8.3  In the case of perishable goods, notice under Art. 8.2 may be combined with a notice under Art. 8.1.



The Company shall be relieved from its contractual obligations to the extent that their performance is prevented by, or their non-performance results wholly or partly, directly or indirectly from the act, neglect, or default of the Customer, including any breach by the Customer of these Standard Terms, or by storm, flood fire , explosion, breakdown or failure of plant and/or machinery, riot, civil disturbance, industrial dispute, labour disturbance or cause beyond the reasonable control of the Company.



10.1        Each exclusion or limitation in these Standard Terms exists separately and cumulatively.

10.2        When reasonably necessary and at the discretion of the Company the Goods may be carried, stored or handled with other compatible goods or transferred between stores.

10.3        Any notice or statement of account given by the Company to the Customer shall be duly given if left at or sent by first class post to the last known address of the Customer or by facsimile to the last notified number and such notice or account shall if posted be deemed to have been given 2 working days after posting and, if by facsimile, the next working day.

10.4        The Customer shall be deemed to have guaranteed to the Company the accuracy, at the time the Goods were taken in charge by the Company of all the particulars relating to the general nature of the Goods, their marks, number, weight, volume and quantity and, if applicable, to the dangerous character of the Goods, as furnished by him or on his behalf.

10.5        Except to the extent that the Company is liable according to the provisions of these Standard Terms, the Customer shall indemnify the Company for all liability incurred in the performance of the Warehousing Services hereunder.

10.6        The Customer shall be liable to the Company for all loss or damage, costs, expenses and official charges resulting from the Customer’s inaccurate or incomplete information or instructions or the handing over by the Customer or any person acting on his behalf to the Company or to any other person to whom the Company may become liable, of Goods having caused death or personal injury, damage, environmental damage or any other type of loss.

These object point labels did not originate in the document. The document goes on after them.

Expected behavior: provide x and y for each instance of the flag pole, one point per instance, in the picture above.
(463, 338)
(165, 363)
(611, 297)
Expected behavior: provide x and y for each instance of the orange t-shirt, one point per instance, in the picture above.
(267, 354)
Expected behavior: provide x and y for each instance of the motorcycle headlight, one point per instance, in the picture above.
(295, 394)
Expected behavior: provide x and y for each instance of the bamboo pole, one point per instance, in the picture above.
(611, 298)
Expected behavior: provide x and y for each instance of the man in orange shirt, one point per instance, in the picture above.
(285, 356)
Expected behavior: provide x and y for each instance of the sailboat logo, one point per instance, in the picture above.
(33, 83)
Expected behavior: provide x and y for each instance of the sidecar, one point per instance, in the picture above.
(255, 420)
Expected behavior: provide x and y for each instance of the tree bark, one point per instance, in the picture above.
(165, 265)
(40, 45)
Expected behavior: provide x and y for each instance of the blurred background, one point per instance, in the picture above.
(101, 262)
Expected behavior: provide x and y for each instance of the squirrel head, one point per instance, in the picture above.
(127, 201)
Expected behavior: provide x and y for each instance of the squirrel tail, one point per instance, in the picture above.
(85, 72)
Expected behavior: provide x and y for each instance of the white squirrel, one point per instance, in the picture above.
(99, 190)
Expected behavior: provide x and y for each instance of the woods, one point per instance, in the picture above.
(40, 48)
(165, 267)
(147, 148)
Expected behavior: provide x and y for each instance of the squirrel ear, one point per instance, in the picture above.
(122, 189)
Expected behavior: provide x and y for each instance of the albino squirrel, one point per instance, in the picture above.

Unless otherwise agreed, these Standard Terms shall be governed, construed an interpreted in accordance with Maltese Law.



Any dispute arising under these Standard Terms shall be referred to arbitration in Malta, one arbitrator to be nominated by the Freight Forwarder and the other by the Customer, and in case the arbitrators shall not agree, then to the decision of an Umpire to be appointed by them. The award of the Arbitrators or the Umpire shall be final and binding on both parties.

If either of the appointed arbitrators refuses to act, or is incapable of acting, or dies, the party who appointed him may appoint another arbitrator in his place.

If one party fails to appoint an arbitrator, either original, or by way of substitution as aforesaid, for seven working days, having appointed his arbitrator, has served the party making default with notice to make the appointment, the party who has appointed the arbitrator may appoint that arbitrator as sole arbitrator in the reference and his award shall be binding on both parties as if he had been appointed by consent



If the services provided by the Company to the Customer include Freight Forwarding Services then these Standard Terms shall apply solely to Warehousing Services whilst the Standard Terms for Freight Forwarding Services shall apply to the Freight Forwarding Services and all ancillary services.

If the services provided by the Company to the Customer, consist solely of Warehousing Services then these Standard Services shall apply to the Warehousing Services and all ancillary services.